What is Return On Capital Employed (ROCE)?

For those who don't know, ROCE is a measure of a company's yearly pre-tax profit (its return), relative to the capital employed in the business. To calculate this metric for Kingworld Medicines Group, this is the formula:

Return on Capital Employed = Earnings Before Interest and Tax (EBIT) ÷ (Total Assets - Current Liabilities)

0.096 = CN¥71m ÷ (CN¥1.2b - CN¥474m) (Based on the trailing twelve months to December 2021).

Therefore, Kingworld Medicines Group has an ROCE of 9.6%. On its own, that's a low figure but it's around the 12% average generated by the Healthcare industry.
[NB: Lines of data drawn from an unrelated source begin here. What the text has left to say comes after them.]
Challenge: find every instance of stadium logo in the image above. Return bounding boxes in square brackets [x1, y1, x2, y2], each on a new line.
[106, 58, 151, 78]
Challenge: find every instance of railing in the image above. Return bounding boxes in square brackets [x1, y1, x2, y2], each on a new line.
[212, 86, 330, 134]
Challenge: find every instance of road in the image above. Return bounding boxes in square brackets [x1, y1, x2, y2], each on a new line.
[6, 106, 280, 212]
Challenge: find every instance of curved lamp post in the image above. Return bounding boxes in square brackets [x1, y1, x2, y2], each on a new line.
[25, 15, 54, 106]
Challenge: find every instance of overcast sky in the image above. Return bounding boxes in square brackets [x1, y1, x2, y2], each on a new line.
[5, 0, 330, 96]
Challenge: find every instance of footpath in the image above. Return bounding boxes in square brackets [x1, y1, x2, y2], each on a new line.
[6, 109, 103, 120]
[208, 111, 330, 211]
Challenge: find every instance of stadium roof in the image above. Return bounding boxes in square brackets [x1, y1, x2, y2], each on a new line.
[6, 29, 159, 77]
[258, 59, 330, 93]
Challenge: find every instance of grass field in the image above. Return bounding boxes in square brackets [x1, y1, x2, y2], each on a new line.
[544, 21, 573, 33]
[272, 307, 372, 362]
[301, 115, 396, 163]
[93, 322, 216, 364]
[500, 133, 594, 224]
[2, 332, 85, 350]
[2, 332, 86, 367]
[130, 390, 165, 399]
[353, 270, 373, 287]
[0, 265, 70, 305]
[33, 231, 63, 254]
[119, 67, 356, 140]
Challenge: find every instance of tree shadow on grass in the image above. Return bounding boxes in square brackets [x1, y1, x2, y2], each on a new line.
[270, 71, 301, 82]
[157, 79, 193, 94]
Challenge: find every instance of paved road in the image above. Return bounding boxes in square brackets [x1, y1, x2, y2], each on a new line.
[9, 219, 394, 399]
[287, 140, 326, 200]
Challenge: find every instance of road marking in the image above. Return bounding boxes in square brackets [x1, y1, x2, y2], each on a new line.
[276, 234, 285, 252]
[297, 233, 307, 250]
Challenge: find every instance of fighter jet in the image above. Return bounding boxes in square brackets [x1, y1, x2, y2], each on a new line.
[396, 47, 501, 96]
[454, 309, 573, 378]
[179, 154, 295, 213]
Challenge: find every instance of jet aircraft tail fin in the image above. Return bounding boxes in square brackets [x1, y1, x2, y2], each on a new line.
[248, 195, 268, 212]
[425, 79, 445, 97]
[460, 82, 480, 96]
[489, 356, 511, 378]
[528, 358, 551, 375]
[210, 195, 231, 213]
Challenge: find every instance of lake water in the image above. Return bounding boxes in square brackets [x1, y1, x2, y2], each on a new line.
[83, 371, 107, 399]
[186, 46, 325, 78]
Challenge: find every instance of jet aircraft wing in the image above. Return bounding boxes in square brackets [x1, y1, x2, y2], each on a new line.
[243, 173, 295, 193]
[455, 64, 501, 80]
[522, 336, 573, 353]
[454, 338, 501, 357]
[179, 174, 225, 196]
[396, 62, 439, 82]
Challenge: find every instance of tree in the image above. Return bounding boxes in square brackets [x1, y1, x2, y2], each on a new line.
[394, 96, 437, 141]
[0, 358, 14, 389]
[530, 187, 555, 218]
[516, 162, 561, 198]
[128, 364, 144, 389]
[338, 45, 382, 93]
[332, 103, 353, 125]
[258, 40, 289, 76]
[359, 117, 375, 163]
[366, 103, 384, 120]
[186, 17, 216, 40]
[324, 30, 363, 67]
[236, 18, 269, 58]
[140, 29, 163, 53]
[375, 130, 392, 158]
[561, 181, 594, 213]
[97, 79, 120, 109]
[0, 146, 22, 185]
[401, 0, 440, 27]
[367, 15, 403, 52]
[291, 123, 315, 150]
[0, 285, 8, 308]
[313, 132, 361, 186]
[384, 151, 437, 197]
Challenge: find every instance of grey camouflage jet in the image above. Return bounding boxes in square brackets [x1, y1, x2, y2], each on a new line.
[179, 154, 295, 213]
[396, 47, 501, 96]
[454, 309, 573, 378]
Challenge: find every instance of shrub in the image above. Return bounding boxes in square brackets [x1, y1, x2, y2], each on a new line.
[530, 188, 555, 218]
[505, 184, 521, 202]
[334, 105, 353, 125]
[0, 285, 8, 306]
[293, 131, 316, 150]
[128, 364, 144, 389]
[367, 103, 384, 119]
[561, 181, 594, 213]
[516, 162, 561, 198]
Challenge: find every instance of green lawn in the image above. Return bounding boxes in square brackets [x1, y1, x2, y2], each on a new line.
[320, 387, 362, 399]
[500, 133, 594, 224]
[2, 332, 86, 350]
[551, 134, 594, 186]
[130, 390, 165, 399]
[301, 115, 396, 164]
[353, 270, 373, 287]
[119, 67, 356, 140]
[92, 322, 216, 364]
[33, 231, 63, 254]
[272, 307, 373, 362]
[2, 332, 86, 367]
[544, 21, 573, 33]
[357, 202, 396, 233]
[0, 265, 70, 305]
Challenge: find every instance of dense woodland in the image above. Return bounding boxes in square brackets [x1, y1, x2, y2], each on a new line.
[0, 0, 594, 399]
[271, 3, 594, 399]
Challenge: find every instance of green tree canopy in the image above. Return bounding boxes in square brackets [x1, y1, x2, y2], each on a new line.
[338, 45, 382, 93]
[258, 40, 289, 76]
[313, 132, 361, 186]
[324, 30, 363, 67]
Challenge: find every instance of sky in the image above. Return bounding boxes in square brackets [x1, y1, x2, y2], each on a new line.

See our latest analysis for Kingworld Medicines Group

roce
SEHK:1110 Return on Capital Employed July 5th 2022

Historical performance is a great place to start when researching a stock so above you can see the gauge for Kingworld Medicines Group's ROCE against it's prior returns. If you want to delve into the historical earnings, revenue and cash flow of Kingworld Medicines Group, check out these free graphs here.

What Does the ROCE Trend For Kingworld Medicines Group Tell Us?

We are a bit worried about the trend of returns on capital at Kingworld Medicines Group. To be more specific, the ROCE was 15% five years ago, but since then it has dropped noticeably. On top of that, it's worth noting that the amount of capital employed within the business has remained relatively steady. This combination can be indicative of a mature business that still has areas to deploy capital, but the returns received aren't as high due potentially to new competition or smaller margins. If these trends continue, we wouldn't expect Kingworld Medicines Group to turn into a multi-bagger.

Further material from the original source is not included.